L’engagement des personnels de l’ARS dans la lutte contre l’épidémie leur vaut une reconnaissance ministérielle, certes …
Monsieur Olivier Véran nous a ainsi transmis un message vidéo de remerciements le 6 novembre dernier. « Admiratif » selon ses propres termes d’un « engagement quotidien » et d’une « valeur inestimable », notre Ministre est conscient de la « fatigue » ressentie par les personnels des ARS mais en appelle à la mobilisation de tous et encore …
Au-delà des discours, quelles actions et mesures concrètes peut-on mettre en regard d’un « Sans vous nous ne pouvons agir », « Sans vous il n’y a pas de service public » ?
Le CNC du 3 novembre apporte quelques perspectives sinon des éléments de réponse :
- Renforcement, baisse, ou stabilité des effectifs des ARS … des principes et de la méthode du calcul infinitésimal …
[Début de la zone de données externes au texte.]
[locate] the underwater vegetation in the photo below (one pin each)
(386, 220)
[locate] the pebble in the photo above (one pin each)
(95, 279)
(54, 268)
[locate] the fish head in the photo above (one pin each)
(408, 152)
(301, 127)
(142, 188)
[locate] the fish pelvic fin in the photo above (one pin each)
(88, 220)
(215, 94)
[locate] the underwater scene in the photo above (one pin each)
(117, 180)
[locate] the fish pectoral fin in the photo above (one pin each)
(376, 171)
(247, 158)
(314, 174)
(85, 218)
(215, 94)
Selon les annonces du SG MASS, les ARS vont bénéficier d’un renforcement de leurs effectifs avec :
- « un schéma d’emploi 2021 positif (+50 ETP) pour la première fois depuis la création des ARS » (sic)
- « un renfort de 500 ETP pour les activités de tracing (sur 3 mois en 2020 et sur 7 mois en 2021) » (re-sic)
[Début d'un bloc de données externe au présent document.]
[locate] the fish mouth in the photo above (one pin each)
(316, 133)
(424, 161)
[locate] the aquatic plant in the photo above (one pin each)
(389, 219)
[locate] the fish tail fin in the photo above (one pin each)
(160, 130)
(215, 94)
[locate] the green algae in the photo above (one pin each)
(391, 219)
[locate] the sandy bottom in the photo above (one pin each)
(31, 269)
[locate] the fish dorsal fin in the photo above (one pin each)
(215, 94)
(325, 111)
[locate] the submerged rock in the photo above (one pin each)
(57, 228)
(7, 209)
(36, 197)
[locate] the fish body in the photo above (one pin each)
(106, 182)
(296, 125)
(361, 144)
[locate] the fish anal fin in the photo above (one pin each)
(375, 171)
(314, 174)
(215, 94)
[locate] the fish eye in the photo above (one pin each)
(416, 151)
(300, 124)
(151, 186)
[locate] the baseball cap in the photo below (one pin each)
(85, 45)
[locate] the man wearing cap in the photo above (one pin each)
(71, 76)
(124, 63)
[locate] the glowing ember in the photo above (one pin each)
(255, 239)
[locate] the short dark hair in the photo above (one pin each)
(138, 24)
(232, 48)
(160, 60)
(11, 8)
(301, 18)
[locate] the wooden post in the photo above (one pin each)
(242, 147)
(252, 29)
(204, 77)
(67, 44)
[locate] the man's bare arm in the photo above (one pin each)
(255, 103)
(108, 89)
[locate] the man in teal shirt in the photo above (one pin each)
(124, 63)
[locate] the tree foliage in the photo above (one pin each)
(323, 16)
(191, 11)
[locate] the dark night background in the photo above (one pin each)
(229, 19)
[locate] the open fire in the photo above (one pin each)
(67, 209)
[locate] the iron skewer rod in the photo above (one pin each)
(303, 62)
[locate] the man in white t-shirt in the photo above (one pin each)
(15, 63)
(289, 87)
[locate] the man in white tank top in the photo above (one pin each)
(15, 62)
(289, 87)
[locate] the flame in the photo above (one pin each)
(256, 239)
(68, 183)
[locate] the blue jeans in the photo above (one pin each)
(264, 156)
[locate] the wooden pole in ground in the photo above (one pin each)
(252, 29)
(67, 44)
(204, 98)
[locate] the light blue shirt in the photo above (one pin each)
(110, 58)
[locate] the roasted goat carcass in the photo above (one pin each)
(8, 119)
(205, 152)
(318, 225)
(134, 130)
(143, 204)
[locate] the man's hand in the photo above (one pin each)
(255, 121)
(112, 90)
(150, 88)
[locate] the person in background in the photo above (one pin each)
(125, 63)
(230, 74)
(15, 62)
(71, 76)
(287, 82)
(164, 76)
Force Ouvrière s’interrogeait dans sa déclaration liminaire sur la réalité de ce « renforcement ».
« ETP » versus « ETPT » fut la première ligne de repli du SG MASS.
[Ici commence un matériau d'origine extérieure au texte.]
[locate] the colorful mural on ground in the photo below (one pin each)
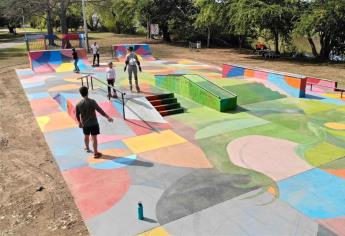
(276, 163)
(143, 51)
(45, 61)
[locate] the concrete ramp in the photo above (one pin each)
(198, 89)
(143, 51)
(45, 61)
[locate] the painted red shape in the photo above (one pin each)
(109, 109)
(337, 225)
(96, 191)
(110, 138)
(146, 127)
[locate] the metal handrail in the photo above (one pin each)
(233, 94)
(92, 77)
(182, 75)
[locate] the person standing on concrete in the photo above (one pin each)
(76, 59)
(132, 62)
(95, 52)
(87, 119)
(111, 76)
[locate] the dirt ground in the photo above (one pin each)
(34, 199)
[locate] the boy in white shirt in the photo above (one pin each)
(111, 76)
(95, 52)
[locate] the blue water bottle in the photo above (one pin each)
(140, 211)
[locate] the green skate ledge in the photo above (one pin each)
(198, 89)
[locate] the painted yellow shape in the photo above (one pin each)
(159, 231)
(272, 191)
(56, 121)
(64, 88)
(64, 67)
(72, 80)
(336, 126)
(42, 121)
(153, 141)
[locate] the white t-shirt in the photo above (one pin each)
(111, 73)
(95, 49)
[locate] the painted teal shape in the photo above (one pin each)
(228, 126)
(279, 81)
(315, 193)
(236, 71)
(116, 163)
(33, 96)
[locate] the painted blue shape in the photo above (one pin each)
(33, 85)
(280, 82)
(115, 163)
(315, 193)
(24, 72)
(33, 96)
(236, 71)
(112, 145)
(118, 106)
(61, 100)
(67, 148)
(181, 72)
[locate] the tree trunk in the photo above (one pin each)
(276, 42)
(313, 47)
(166, 34)
(240, 41)
(325, 48)
(50, 28)
(208, 37)
(63, 21)
(148, 29)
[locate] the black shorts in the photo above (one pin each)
(93, 130)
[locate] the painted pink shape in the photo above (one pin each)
(273, 157)
(109, 109)
(261, 75)
(336, 225)
(96, 191)
(110, 138)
Sauf qu’il ressort des documents présentés par les services du Ministère (« Bilan social du réseau des ARS 2019 », « Présentation du budget 2021 du groupe ARS ») que l’effectif en 2021 serait de 8.289 en 2021, effectif composé de :
- « 7997 ETPT pérennes (même niveau qu’en 2020) (ce qui intègre l’extension année pleine du schéma d’emploi négatif de 2020 et le schéma d’emploi positif de 2021) » (sic)
- « 292 ETPT correspondants aux 500 agents en renfort sur le tracing pour 7 mois (vs 125 ETPT sur 3 mois en 2020) » (re-sic).
Outre le fait que le SG MASS nous a indiqué ne pouvoir prendre aucun engagement quant à l’évolution (au maintien) des effectifs en 2022 eu égard au principe d’annualité budgétaire … ces perspectives sont à considérer au regard des évolutions passées : à titre de comparaison l’effectif (en ETPT) des ARS s’élevait à 8.598 en 2017, 8.338 en 2018, 8.032 en 2019 …
En fait de renforcement des effectifs des ARS, le SG MASS a préféré en revenir à la notion de « stabilité » …
Force Ouvrière s’est alarmée de la double absence d’anticipation et de prise en considération des expériences passées et présentes : alors qu’il est désormais reconnu au niveau mondial que nous aurons à faire face aux impact du changement climatique et au développement de nouvelles épidémies, notre Ministère continue à s’inscrire dans une démarche de diminution tendancielle des effectifs des ARS. Et ne concède qu’un « renfort » prenant la forme d’un recrutement d’agents « bénéficiant » d’un CDD de quelques mois (voire de quelques semaines) avec pour tout horizon la fin de la « deuxième » vague qui par définition n’est (peut-être) pas la seconde …
Force Ouvrière s’insurge contre cette double précarisation du personnel des ARS : à la situation peu enviable de ces CDD vient en effet s’ajouter le risque d’une « précarisation » et de fragilisation de l’ensemble des ARS et de leurs agents. Nos missions ne relèvent pas d’une logique conjoncturelle, et nécessitent une expérience doublée d’une expertise qui s’inscrit dans la durée.
Mais selon le DRH de notre Ministère – troisième ligne de repli – nous aurions motif à nous contenter de cette situation puisque les ARS seraient les seuls organismes (publics) à voir leurs effectifs augmenter dans le contexte général d’évolution de la fonction publique que nous connaissons …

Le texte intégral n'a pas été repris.